Alice foi originalmente lançada em 1995, pela editora ASA e é da autoria do autor Luís Louro. Já na época, com as séries Jim del Mónaco e O Corvo, era um dos autores mais importantes do universo nacional da banda desenhada. Porquê? Porque era único, independente, audaz e muito criativo. Características que ainda hoje detém e que estão, até, mais aprimoradas. 

Como escrevi há umas semanas quando lancei o, para alguns, polémico TOP 15 – As Melhores BD’s portuguesas de sempre, Alice - Na Cidade das Maravilhas figurará sempre na minha “lista de melhores bandas desenhadas portuguesas de sempre”. Foi como que o meu início a autores portugueses de banda desenhada. E que início esse! Trata-se da maior obra de Louro – e esta afirmação é forte porque o autor tem muitas outras obras de sobeja importância – e é um marco na banda desenhada portuguesa. Foi-no na altura do lançamento original. É-o, hoje, 25 anos depois. Sê-lo-á-o amanhã, daqui a outros 25, 50 ou 100 anos. Está escrito na história da banda desenhada nacional. 

Alice
é uma reinterpretação bastante livre do clássico de Lewis Caroll, Alice no País das Maravilhas, e foi, também, um clássico instantâneo da banda desenhada portuguesa. Conta-nos a história de uma prostituta, Alice, que deambulando pela cidade de Lisboa, tenta escapar da sua triste realidade e procurar guarida no embalo dos seus próprios sonhos. E é nesses sonhos, que Lisboa lhe aparece como que numa versão aquática, onde baleias, peixes coloridos e outras criaturas marinhas percorrem as ruas desta cidade submersa . O que é real e o que é onírico? Será possível viver em prole dos nossos sonhos e simplesmente sobreviver amargamente à vida real? São questões que esta obra levanta. Um fantástico livro, com um argumento seco, maduro, cómico, mas com um certa melancolia inerente, por detrás de tantas ancas e mamas voluptuosas. 

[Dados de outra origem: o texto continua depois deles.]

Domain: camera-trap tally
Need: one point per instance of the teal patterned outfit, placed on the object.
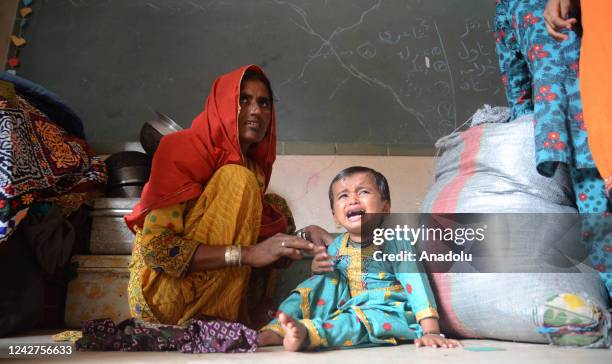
(363, 301)
(541, 76)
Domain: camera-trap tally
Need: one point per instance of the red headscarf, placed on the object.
(186, 160)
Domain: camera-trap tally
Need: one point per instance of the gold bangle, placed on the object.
(233, 255)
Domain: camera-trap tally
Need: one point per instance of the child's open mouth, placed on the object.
(355, 215)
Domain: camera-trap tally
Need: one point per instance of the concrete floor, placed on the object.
(511, 353)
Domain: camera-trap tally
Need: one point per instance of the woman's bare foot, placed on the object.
(295, 333)
(269, 338)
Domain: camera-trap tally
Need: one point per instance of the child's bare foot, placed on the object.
(268, 338)
(295, 333)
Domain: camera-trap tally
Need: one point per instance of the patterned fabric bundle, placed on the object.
(38, 159)
(568, 319)
(195, 338)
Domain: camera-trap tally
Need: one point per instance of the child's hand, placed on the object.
(436, 341)
(321, 263)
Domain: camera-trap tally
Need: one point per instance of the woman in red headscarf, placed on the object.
(202, 223)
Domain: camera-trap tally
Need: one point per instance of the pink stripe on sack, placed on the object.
(442, 284)
(446, 202)
(448, 197)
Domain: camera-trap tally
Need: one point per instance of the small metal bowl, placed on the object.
(152, 131)
(128, 168)
(127, 191)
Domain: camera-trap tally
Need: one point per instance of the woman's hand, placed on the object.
(555, 16)
(274, 248)
(436, 341)
(318, 235)
(321, 262)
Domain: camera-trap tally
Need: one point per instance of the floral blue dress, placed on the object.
(541, 76)
(364, 301)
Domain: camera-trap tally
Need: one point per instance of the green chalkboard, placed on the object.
(377, 75)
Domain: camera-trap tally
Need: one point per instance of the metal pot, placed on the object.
(152, 132)
(127, 191)
(128, 168)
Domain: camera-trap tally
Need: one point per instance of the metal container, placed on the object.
(152, 131)
(128, 168)
(99, 291)
(109, 233)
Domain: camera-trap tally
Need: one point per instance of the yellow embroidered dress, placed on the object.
(228, 212)
(363, 301)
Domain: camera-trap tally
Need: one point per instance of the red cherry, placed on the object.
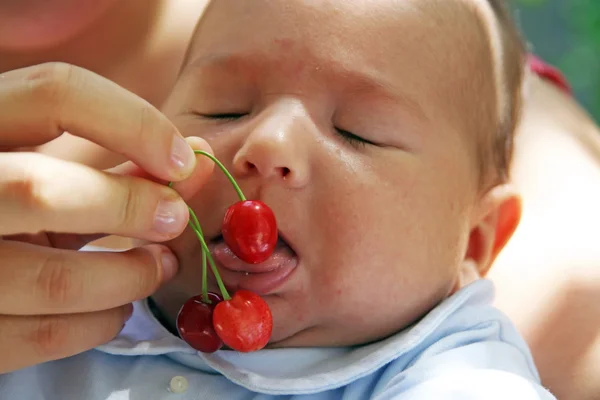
(250, 230)
(195, 326)
(244, 323)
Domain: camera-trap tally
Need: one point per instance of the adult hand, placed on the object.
(55, 301)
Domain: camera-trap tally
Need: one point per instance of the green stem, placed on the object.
(195, 224)
(227, 174)
(205, 249)
(205, 279)
(206, 253)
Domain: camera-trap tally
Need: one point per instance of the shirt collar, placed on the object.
(289, 370)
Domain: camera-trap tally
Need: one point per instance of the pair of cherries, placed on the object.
(243, 322)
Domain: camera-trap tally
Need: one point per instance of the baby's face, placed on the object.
(353, 121)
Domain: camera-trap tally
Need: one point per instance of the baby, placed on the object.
(380, 133)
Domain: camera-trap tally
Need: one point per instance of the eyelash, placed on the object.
(224, 117)
(349, 137)
(353, 139)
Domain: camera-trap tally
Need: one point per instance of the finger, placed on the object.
(186, 188)
(27, 341)
(40, 193)
(39, 103)
(51, 281)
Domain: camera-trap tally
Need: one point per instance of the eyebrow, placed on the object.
(365, 80)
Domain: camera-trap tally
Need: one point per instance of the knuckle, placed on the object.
(146, 122)
(49, 82)
(130, 206)
(50, 85)
(143, 268)
(28, 189)
(57, 283)
(51, 336)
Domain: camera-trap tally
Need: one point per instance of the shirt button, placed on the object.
(178, 384)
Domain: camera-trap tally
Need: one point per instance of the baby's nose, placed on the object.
(276, 148)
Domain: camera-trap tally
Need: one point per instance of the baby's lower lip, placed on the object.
(260, 278)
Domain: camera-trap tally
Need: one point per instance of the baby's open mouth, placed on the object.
(260, 278)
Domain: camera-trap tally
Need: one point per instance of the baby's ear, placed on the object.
(496, 219)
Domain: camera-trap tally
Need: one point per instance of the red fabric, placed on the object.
(550, 73)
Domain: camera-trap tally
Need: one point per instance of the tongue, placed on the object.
(224, 256)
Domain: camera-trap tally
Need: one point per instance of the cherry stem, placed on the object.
(206, 254)
(225, 171)
(195, 224)
(213, 267)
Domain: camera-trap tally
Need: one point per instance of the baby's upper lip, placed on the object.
(282, 256)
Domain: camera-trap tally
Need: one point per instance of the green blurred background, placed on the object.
(566, 33)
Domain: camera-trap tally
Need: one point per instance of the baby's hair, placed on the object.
(499, 146)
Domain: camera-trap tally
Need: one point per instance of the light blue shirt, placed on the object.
(464, 349)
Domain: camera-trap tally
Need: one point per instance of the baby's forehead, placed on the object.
(428, 48)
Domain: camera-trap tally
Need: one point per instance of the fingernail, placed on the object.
(170, 217)
(182, 156)
(169, 265)
(128, 312)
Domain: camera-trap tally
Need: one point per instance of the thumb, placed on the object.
(186, 188)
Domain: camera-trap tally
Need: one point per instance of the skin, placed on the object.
(554, 252)
(561, 273)
(369, 265)
(131, 42)
(54, 301)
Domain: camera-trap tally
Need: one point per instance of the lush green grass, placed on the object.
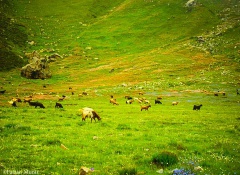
(126, 138)
(151, 45)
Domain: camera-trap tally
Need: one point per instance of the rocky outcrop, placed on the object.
(37, 68)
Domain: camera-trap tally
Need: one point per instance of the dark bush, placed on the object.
(164, 159)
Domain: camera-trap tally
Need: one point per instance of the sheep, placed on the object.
(129, 101)
(36, 104)
(220, 93)
(2, 92)
(89, 112)
(27, 99)
(159, 98)
(61, 98)
(58, 105)
(84, 93)
(128, 97)
(158, 101)
(13, 103)
(146, 101)
(197, 107)
(113, 101)
(16, 99)
(145, 107)
(175, 103)
(138, 100)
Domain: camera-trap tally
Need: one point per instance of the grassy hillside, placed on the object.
(122, 47)
(13, 38)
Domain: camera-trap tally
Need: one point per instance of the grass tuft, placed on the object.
(164, 159)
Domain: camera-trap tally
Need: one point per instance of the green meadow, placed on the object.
(158, 47)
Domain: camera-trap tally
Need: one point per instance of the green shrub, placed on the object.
(164, 159)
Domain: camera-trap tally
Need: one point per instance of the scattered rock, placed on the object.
(37, 68)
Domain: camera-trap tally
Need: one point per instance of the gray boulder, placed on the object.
(37, 68)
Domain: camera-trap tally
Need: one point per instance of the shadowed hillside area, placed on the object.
(117, 87)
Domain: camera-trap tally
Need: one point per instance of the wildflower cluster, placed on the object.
(182, 172)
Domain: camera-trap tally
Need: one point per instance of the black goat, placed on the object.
(36, 104)
(158, 102)
(197, 107)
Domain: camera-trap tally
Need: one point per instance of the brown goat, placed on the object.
(145, 107)
(113, 101)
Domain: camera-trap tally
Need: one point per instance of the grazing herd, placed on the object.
(87, 112)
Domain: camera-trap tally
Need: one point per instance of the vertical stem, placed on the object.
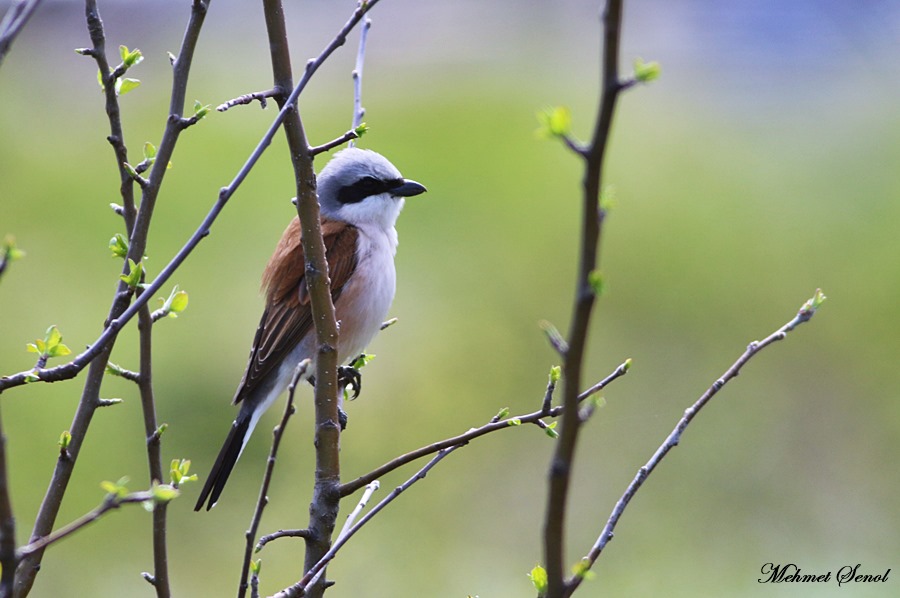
(7, 526)
(29, 566)
(154, 453)
(324, 507)
(592, 222)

Luís Louro consegue neste trabalho uma maturidade e uma poesia que (lhe) são raras. Sou da opinião que esta obra deve ser deixada como está, pois não necessita de ser remexida ou aumentada. Mas, ainda assim, pelo menos em termos de narrativas com um teor mais sério e mais poético, confesso que gostaria muito de ver Luís Louro regressar a algo semelhante a Alice. E isto não é dizer que não gosto, ou que não sou fã, dos outros trabalhos que o autor nos tem dado. Só acho que ele é/seria capaz de fazer um livro mais sério e, consequentemente, mais marcante. Se este Alice é uma obra-prima da bd nacional é porque o autor soube arriscar. 

Voltando ao assunto que levantei no primeiro parágrafo deste texto, o trabalho que a editora Ala dos Livros, que agora publica Alice, encetou, juntamente com Luís Louro, é fantástico e digno de figurar nos manuais, para referências futuras. Então, vamos lá por partes. 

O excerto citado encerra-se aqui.